[Journal Club] Structure du site à fer dans la protéine d’échafaudage ISCU initiant l’assemblage des clusters fer-soufre

Des chercheurs du groupe Biologie Redox et Maladies de l’institut de Biologie Intégrative de la Cellule à Gif-Sur-Yvette, de l’Université de Kaiserslautern en Allemagne, de l’Institut de Chimie des Substances Naturelles à Gif-Sur-Yvette, du Synchrotron SOLEIL et du laboratoire de Bioénergétique et Ingénierie des Protéines à Marseille ont déterminé la structure du site de fixation du fer dans la protéine d’échafaudage des clusters fer-soufre en combinant des analyses par spectroscopies CD, Mössbauer, RMN, XAS et RPE. Ces résultats sont publiés dans J. Am. Chem. Soc. (2022), 144, 17496-17515.

Le fer est un cofacteur de nombreuses protéines et enzymes. Il est utilisé sous différentes formes notamment en clusters fer-soufre (Fe-S) qui sont des assemblages d’ions fers et sulfures dont les structures les plus communes sont les clusters [2Fe2S] et [4Fe4S]. Ces clusters sont biosynthétisés via un processus multi-étapes complexe dont le mécanisme est encore mal compris. Les clusters [2Fe2S] sont assemblés sur une protéine d’échafaudage appelée ISCU. Une étude précédente sur la protéine ISCU de souris avait montré par spectroscopies Mössbauer et CD que l’étape initiale de ce processus est l’insertion d’un ion Fe2+ dans le site d’assemblage, caractérisé par la présence de plusieurs résidus cystéine, mais la structure exacte du site restait à déterminer. De plus, des analyses de protéines ISCU provenant d’autres organismes (Thermotoga maritima, Saccharomyces cerevisiae, Drosophila melanogaster and Homo sapiens) avaient montré par spectroscopie d’absorption des rayons X (XAS) que le fer se fixe dans un environnement ne comportant aucun résidu cystéine, uniquement des ligands azotés et oxygénés, suggérant la présence d’un site auxiliaire dans ISCU et un mécanisme de biosynthèse différent selon les espèces.

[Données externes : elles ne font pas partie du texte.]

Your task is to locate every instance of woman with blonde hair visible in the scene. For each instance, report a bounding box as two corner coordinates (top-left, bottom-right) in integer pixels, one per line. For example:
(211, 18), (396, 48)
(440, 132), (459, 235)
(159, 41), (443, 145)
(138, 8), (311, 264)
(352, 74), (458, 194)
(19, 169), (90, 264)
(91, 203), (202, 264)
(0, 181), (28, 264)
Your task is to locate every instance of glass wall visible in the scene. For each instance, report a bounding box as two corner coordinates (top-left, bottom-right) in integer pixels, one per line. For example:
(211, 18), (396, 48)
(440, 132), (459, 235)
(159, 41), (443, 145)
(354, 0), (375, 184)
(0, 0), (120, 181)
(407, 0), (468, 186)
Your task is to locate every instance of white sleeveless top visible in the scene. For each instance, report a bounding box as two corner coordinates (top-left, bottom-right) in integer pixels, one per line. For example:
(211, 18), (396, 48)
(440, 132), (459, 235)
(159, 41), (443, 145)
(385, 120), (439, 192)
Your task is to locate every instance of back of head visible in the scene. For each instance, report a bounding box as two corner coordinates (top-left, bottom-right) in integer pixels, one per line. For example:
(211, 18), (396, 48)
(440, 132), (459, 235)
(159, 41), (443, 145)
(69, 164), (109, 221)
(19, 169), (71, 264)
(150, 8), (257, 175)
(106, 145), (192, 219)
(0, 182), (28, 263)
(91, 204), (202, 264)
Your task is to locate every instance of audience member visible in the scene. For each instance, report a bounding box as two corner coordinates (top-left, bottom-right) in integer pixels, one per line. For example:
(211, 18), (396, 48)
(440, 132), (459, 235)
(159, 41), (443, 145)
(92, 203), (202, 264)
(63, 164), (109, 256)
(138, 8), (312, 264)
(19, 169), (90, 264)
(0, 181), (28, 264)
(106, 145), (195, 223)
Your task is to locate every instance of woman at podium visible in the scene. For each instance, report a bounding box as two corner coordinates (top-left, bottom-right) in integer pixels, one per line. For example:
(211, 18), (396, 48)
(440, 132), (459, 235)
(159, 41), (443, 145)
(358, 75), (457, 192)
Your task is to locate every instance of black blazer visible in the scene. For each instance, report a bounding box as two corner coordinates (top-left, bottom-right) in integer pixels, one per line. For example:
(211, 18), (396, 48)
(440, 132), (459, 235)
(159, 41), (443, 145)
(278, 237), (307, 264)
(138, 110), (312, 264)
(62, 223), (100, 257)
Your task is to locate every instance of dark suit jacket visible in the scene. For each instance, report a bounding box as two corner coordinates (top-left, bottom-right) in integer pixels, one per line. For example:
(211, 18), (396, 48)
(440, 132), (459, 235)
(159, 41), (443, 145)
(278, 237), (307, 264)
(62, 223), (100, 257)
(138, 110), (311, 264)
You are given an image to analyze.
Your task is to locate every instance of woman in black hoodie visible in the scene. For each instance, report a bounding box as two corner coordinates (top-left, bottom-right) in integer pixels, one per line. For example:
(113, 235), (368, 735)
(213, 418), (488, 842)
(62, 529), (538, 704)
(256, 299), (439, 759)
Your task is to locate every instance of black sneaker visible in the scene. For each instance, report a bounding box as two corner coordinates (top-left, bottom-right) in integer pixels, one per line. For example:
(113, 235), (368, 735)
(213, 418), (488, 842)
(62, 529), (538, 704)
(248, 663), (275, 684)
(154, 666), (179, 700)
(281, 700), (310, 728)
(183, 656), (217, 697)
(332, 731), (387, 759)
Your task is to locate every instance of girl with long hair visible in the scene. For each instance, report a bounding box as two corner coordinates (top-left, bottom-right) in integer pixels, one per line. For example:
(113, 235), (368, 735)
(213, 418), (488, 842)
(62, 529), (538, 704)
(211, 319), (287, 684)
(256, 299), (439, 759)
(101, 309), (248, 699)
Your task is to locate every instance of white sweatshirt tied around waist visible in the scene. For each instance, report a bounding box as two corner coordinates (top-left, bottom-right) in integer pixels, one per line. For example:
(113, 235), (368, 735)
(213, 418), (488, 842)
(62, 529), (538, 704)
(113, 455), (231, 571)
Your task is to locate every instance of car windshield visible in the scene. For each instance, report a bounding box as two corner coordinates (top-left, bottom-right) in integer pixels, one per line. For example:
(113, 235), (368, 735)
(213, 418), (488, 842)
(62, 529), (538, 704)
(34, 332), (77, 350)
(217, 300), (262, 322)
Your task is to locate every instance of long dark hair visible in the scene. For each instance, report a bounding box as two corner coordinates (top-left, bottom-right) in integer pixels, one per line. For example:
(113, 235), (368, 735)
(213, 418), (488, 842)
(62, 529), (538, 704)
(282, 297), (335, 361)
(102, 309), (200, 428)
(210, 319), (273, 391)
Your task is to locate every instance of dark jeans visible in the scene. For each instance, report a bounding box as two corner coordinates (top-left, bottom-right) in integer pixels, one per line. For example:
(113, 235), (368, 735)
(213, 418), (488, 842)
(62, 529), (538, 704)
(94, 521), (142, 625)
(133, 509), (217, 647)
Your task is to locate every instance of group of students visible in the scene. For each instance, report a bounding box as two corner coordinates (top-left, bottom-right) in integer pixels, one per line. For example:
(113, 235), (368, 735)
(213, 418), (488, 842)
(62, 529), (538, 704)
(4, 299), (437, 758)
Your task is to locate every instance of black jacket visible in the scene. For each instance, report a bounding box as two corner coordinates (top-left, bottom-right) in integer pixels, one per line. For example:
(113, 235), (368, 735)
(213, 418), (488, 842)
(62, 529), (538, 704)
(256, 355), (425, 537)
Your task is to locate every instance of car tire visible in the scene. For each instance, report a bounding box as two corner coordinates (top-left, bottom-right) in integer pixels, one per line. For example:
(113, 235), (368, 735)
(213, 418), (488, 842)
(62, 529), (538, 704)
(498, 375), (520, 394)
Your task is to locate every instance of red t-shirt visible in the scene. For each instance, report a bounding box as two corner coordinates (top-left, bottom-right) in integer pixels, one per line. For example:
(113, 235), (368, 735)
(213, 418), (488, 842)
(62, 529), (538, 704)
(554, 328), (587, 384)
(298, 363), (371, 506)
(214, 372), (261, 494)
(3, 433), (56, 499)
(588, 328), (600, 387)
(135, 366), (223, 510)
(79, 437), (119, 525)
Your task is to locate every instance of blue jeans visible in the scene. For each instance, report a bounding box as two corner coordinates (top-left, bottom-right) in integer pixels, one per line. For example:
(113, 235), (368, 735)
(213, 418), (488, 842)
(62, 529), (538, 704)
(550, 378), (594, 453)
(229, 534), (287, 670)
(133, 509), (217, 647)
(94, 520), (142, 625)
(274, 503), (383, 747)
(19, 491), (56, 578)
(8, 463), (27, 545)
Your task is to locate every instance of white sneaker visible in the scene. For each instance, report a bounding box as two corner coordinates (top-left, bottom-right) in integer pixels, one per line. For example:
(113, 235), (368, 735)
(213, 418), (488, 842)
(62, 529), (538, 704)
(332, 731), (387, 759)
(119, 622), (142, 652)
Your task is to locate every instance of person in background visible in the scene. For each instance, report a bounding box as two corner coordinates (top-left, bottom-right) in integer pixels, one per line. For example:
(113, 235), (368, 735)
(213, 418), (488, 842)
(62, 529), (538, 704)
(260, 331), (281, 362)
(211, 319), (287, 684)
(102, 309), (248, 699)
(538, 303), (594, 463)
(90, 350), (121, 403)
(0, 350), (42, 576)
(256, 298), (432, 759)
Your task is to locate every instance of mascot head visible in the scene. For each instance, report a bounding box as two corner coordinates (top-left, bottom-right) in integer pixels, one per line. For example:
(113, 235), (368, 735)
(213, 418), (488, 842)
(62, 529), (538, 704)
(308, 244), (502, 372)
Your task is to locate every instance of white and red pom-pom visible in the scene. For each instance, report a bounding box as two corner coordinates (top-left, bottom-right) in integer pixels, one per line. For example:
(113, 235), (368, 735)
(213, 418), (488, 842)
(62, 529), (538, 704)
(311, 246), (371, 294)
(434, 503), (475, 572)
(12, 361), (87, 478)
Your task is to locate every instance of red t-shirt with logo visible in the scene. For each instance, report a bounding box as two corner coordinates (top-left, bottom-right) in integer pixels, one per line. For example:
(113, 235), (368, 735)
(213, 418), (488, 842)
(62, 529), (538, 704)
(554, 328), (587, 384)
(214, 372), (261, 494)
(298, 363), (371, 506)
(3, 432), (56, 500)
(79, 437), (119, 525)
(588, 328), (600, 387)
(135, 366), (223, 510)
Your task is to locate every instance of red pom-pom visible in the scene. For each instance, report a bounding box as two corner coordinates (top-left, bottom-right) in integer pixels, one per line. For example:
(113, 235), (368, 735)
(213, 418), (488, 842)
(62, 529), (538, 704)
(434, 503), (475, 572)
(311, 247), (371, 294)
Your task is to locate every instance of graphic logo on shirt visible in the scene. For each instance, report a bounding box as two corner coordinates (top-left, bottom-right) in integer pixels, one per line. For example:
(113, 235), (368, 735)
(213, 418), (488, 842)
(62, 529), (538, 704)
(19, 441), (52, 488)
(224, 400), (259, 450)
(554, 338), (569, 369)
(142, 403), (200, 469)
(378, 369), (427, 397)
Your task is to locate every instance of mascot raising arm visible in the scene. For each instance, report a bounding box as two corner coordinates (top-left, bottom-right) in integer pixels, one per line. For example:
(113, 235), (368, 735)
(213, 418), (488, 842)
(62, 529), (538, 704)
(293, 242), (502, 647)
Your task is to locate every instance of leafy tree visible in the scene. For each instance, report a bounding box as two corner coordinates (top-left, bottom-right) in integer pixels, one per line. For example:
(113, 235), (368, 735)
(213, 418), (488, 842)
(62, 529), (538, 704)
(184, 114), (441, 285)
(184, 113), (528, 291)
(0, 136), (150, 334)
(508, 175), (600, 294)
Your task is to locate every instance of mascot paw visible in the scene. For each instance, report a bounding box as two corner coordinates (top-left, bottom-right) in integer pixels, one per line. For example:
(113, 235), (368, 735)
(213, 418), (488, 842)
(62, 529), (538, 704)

Les équipes de Benoit D’Autréaux (I2BC, CNRS-CEA-Université Paris-Saclay), Volker Schünemann (Universität Kaiserslautern, Germany), Christina Sizun (ICSN, CNRS, Gif-Sur-Yvette), Emiliano Fonda (Synchrotron SOLEIL, Saint-Aubin) et Bénédicte Burlat (BIP, CNRS Marseille) ont montré que les études XAS précédentes ont été réalisées sur des protéines ISCU agrégées car en absence de métal la protéine ISCU existe sous une forme déstructurée tendant à s’agréger. En travaillant sur les formes monomériques de protéines ISCU de différentes espèces (Escherichia coli, Chaetomium thermophilum, Mus musculus and Homo sapiens), ces équipes ont montré que le fer se fixe dans le site d’assemblage et ils ont obtenu la première structure du site à fer d’une protéine ISCU. Les analyses combinées par spectroscopies CD, Mössbauer, RMN, XAS et RPE ont montré que le fer se fixe sous forme mononucléaire dans un état Fe(II) haut-spin (S=2) via des acides aminés strictement conservés du site d’assemblage: deux cystéines (Cys35, Cys61), un aspartate (Asp37) et une histidine (His103), avec une troisième cystéine (Cys104) à très courte distance qui est le récepteur du soufre. Ils ont de plus montré qu’en absence de l’histidine 103, dans un mutant H103A, la cystéine 104 vient la remplacer, ce qui pourrait être un élément clé du processus d’insertion de soufre dans ISCU.